Impressive feat! Does reddit have rate limiting, or other hurdles in place simil...

sam0x17 · on June 6, 2023

As history has shown, you can only do so much to stop this. If you perfectly mimic the GoogleBot and use google IP ranges by hosting on google cloud, they either take an SEO hit or let you bot them at the end of the day. GoogleBot looks like a DDoS attack a lot of the time too

You can also go the route of looking like a pool of users, then it's just a game of cat and mouse and one providers don't really have time to play

thih9 · on June 6, 2023

> As history has shown, you can only do so much to stop this.

History has shown you can stop this well enough. Try accessing e.g. instagram; bibliogram attempted this, the project is now discontinued.

sam0x17 · on June 7, 2023

This is true in the case of content that doesn't care about SEO. Reddit cares very very much about SEO, so it can never truly block bots.

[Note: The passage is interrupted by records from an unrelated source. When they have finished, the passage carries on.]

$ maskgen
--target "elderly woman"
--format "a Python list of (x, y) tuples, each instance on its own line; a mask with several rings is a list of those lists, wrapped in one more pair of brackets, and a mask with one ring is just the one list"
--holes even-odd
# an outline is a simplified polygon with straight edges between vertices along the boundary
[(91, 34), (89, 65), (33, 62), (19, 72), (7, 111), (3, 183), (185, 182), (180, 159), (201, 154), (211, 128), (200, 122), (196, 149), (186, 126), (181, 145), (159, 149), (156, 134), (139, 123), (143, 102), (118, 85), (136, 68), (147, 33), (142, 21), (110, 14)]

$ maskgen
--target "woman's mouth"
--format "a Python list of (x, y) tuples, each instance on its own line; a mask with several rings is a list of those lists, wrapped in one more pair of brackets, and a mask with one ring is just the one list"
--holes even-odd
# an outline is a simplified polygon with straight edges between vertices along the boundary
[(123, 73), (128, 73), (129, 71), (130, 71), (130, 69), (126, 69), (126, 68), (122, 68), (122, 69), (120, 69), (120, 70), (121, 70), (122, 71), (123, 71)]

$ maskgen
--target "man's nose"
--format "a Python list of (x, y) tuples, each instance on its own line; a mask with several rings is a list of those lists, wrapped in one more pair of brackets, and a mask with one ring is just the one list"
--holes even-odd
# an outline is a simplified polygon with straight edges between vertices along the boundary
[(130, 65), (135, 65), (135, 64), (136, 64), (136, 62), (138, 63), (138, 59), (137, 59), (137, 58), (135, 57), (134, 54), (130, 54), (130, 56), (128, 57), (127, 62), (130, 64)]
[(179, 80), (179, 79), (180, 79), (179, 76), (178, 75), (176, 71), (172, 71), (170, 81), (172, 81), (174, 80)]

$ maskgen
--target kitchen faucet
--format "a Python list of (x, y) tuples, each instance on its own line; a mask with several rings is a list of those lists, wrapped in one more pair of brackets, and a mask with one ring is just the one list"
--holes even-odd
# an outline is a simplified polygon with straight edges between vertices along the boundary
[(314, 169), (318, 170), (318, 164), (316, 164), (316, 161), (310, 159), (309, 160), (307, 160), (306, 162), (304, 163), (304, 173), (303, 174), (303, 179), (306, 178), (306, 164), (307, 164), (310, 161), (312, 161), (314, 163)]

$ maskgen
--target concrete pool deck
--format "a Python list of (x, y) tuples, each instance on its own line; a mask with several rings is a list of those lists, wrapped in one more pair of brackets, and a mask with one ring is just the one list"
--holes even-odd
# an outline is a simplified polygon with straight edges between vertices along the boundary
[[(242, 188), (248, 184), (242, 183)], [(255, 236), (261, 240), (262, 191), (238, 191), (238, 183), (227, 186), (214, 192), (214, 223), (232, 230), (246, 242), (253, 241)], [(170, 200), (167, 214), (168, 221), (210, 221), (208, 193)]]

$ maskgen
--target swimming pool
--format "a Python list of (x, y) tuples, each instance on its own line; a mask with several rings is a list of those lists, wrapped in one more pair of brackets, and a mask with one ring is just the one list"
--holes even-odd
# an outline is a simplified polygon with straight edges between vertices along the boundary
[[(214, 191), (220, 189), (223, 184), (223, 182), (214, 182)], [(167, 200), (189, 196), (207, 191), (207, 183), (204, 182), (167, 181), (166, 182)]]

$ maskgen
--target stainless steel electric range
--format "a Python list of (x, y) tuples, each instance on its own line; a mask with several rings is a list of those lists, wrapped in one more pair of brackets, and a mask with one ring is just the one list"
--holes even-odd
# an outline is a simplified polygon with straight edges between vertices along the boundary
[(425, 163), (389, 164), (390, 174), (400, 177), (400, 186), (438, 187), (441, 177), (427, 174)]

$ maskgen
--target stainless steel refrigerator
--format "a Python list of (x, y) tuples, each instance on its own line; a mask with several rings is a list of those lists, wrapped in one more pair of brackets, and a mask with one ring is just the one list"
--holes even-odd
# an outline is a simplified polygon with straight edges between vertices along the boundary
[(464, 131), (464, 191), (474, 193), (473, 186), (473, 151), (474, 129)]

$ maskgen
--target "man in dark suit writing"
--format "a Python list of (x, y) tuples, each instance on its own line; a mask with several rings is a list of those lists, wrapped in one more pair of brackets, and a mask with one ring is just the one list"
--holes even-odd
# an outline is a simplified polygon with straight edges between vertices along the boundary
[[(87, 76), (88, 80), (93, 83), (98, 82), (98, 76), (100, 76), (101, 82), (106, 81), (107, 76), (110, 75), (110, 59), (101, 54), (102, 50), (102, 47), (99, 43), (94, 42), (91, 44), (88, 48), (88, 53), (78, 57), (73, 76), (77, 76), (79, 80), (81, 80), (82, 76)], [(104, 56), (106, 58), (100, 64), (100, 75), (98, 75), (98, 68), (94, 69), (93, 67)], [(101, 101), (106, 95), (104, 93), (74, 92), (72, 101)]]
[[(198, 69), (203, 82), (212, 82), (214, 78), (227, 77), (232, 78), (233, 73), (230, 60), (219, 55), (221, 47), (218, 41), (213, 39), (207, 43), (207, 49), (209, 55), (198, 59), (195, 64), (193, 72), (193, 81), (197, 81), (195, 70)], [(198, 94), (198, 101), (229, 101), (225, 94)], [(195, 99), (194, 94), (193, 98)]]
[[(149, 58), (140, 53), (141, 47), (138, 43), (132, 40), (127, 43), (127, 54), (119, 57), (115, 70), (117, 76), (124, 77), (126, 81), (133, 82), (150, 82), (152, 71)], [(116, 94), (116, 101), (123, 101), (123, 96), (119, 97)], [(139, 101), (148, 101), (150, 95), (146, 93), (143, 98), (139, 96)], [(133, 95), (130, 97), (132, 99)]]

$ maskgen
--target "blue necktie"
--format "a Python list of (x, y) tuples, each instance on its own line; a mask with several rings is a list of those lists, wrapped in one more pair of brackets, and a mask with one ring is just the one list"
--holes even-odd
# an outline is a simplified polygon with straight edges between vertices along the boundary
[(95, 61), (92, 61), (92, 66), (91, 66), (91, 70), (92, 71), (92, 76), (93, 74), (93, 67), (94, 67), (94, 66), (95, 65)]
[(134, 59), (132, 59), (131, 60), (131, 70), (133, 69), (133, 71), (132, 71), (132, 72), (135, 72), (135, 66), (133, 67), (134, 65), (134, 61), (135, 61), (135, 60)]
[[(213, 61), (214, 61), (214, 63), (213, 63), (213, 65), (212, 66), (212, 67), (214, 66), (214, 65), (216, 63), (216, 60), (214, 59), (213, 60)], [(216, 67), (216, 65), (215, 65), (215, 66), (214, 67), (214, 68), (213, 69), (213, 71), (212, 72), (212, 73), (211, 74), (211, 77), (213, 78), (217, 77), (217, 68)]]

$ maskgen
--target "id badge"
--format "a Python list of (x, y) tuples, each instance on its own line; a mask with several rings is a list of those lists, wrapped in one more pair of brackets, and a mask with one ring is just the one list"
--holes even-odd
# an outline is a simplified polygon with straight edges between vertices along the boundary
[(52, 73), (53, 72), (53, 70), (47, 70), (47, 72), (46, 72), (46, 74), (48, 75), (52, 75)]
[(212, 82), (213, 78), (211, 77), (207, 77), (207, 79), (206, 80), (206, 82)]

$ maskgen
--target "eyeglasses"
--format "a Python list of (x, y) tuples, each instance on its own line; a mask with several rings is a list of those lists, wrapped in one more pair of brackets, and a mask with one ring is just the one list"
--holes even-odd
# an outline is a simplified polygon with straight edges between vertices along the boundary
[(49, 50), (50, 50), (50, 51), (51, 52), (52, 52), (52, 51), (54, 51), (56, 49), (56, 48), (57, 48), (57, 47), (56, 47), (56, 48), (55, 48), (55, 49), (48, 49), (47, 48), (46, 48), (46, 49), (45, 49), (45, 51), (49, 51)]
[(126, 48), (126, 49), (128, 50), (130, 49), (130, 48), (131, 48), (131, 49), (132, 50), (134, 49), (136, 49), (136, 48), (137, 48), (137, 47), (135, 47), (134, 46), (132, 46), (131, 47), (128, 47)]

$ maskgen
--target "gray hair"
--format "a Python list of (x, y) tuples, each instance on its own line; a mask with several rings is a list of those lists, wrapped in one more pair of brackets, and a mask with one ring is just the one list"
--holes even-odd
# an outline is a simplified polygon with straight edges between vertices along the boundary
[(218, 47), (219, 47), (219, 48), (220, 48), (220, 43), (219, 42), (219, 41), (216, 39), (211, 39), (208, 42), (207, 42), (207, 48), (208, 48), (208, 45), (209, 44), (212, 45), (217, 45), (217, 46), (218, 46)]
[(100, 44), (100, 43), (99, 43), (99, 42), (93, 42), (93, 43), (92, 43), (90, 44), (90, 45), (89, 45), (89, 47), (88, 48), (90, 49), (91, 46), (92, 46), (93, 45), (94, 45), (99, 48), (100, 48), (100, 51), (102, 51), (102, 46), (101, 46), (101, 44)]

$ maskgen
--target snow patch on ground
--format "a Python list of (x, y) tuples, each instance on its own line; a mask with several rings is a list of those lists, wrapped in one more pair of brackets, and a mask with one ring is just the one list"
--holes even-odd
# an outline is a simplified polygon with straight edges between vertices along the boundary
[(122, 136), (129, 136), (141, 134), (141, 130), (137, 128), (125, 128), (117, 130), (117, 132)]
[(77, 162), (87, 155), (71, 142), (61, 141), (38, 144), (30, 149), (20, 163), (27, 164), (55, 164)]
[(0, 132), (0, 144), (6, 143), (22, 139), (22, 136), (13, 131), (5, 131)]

moneywoes · on June 6, 2023

The google scraper ips are very different no?

> If you perfectly mimic the GoogleBot and use google IP ranges by hosting on google cloud

sam0x17 · on June 7, 2023

You are right, apparently they do publish the ranges https://developers.google.com/search/docs/crawling-indexing/...

dom96 · on June 6, 2023

I've only done some rudimentary rate limiting checks and it doesn't seem like they do. Though I haven't pushed it far (~1000 rpm).

In any case, my plan is to deal with it if it becomes a problem.